1 Een psalm van David, als hij vlood voor het aangezicht van zijn zoon Absalom.
2 O HEERE! hoe zijn mijn tegenpartijders vermenigvuldigd; velen staan tegen mij op.
3 Velen zeggen van mijn ziel: Hij heeft geen heil bij God. Sela.
4 Doch Gij, HEERE! zijt een Schild voor mij, mijn eer, en Die mijn hoofd opheft.
5 Ik riep met mijn stem tot den HEERE, en Hij verhoorde mij van den berg Zijner heiligheid. Sela.
6 Ik lag neder en sliep; ik ontwaakte, want de HEERE ondersteunde mij.
7 Ik zal niet vrezen voor tienduizenden des volks, die zich rondom tegen mij zetten.
8 Sta op, HEERE, verlos mij, mijn God; want Gij hebt al mijn vijanden op het kinnebakken geslagen; de tanden der goddelozen hebt Gij verbroken. [ (Psalms 3:9) Het heil is des HEEREN; Uw zegen is over Uw volk. Sela. ]

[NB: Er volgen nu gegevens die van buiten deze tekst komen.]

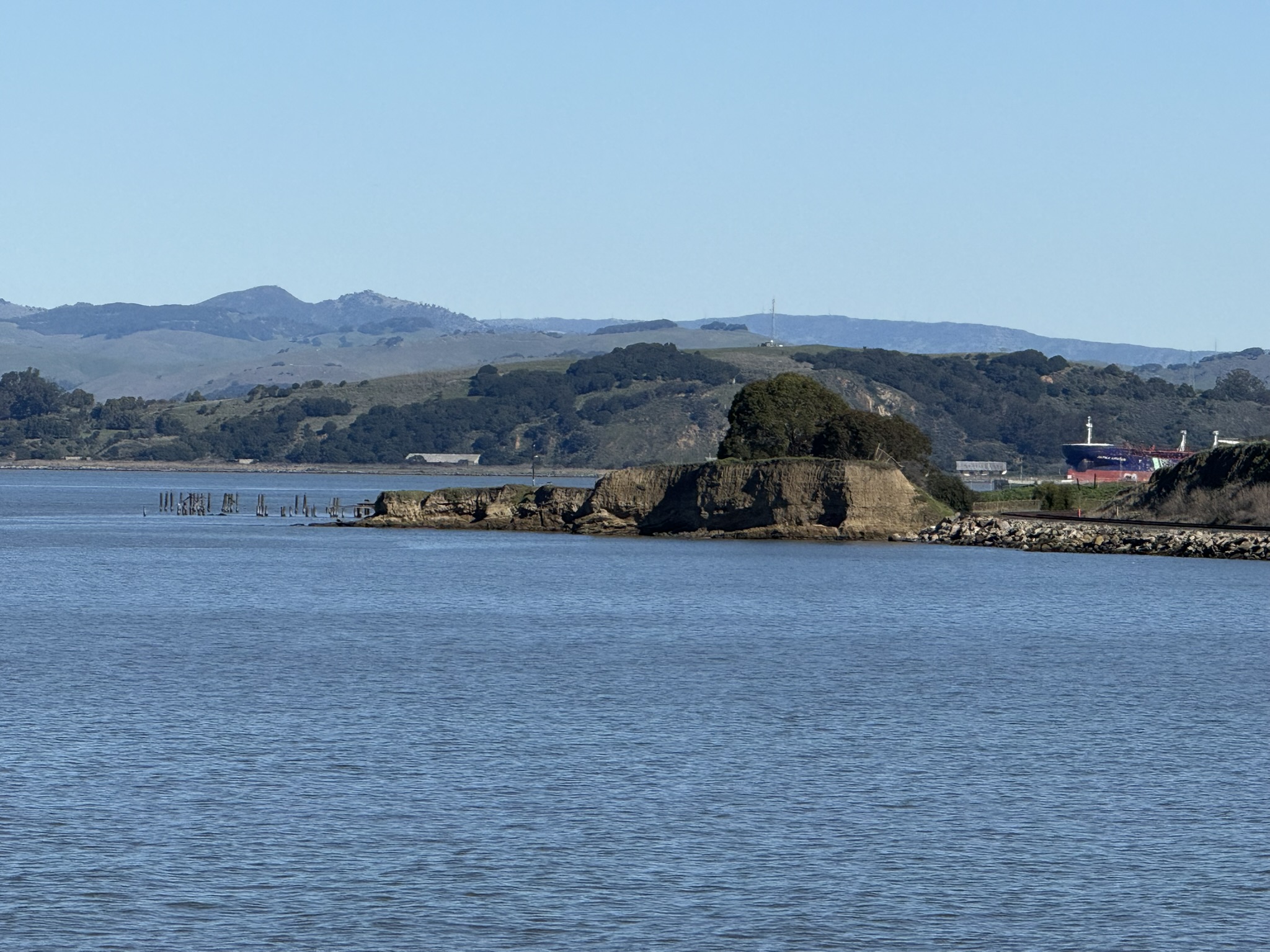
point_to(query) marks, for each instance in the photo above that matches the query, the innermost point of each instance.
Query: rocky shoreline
(791, 498)
(1044, 536)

1 Yahweh, how my adversaries have increased!
Many are those who rise up against me.
2 Many there are who say of my soul,
"There is no help for him in God." Selah.
3 But you, Yahweh, are a shield around me,
my glory, and the one who lifts up my head.

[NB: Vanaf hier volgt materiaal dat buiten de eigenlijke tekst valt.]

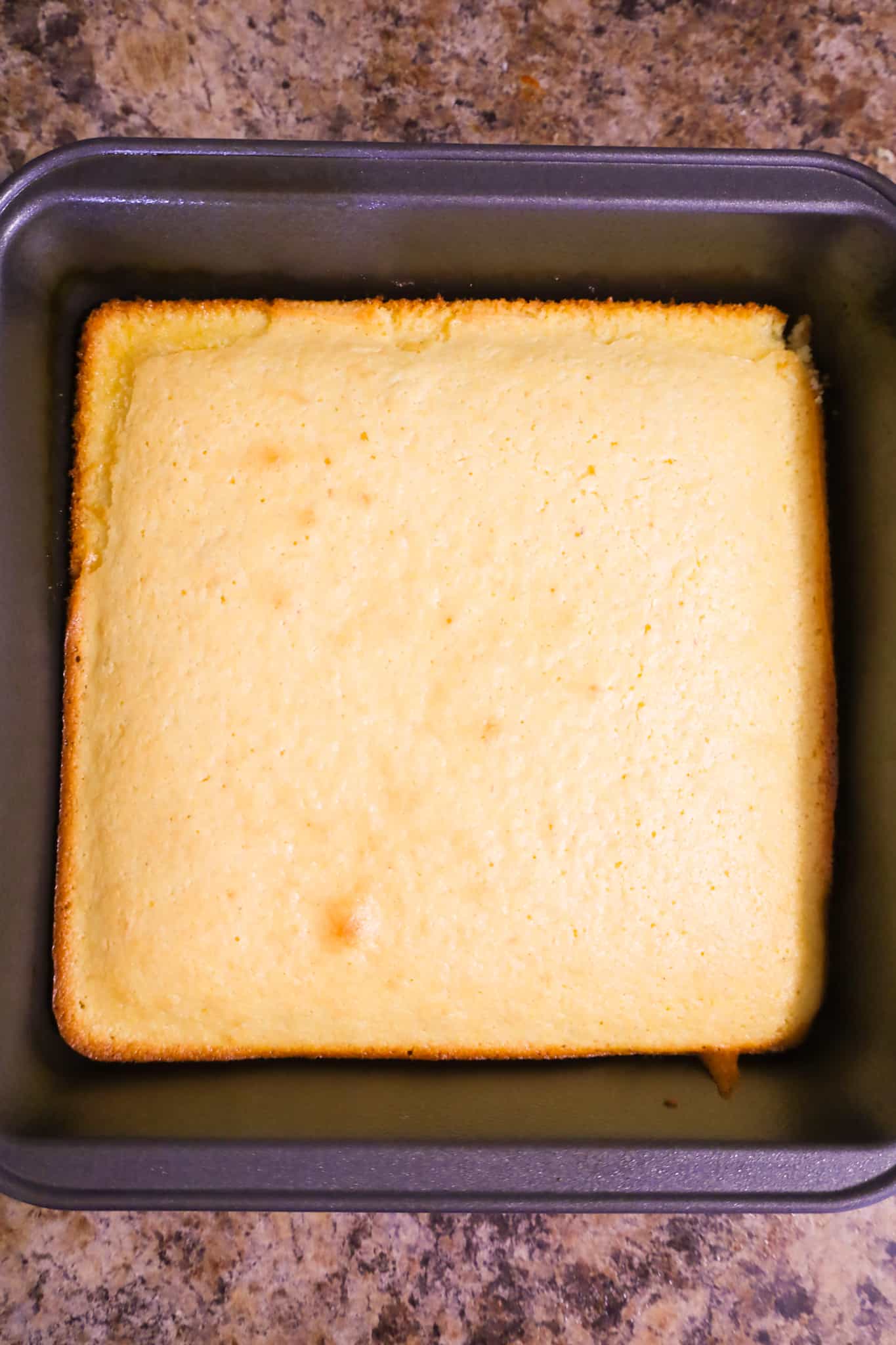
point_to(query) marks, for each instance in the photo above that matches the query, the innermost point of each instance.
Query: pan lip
(845, 171)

4 I cry to Yahweh with my voice,
and he answers me out of his holy hill. Selah.
5 I laid myself down and slept.
I awakened, for Yahweh sustains me.
6 I will not be afraid of tens of thousands of people
who have set themselves against me on every side.
7 Arise, Yahweh!
Save me, my God!
For you have struck all of my enemies on the cheek bone.
You have broken the teeth of the wicked.
8 Salvation belongs to Yahweh.
May your blessing be on your people. Selah.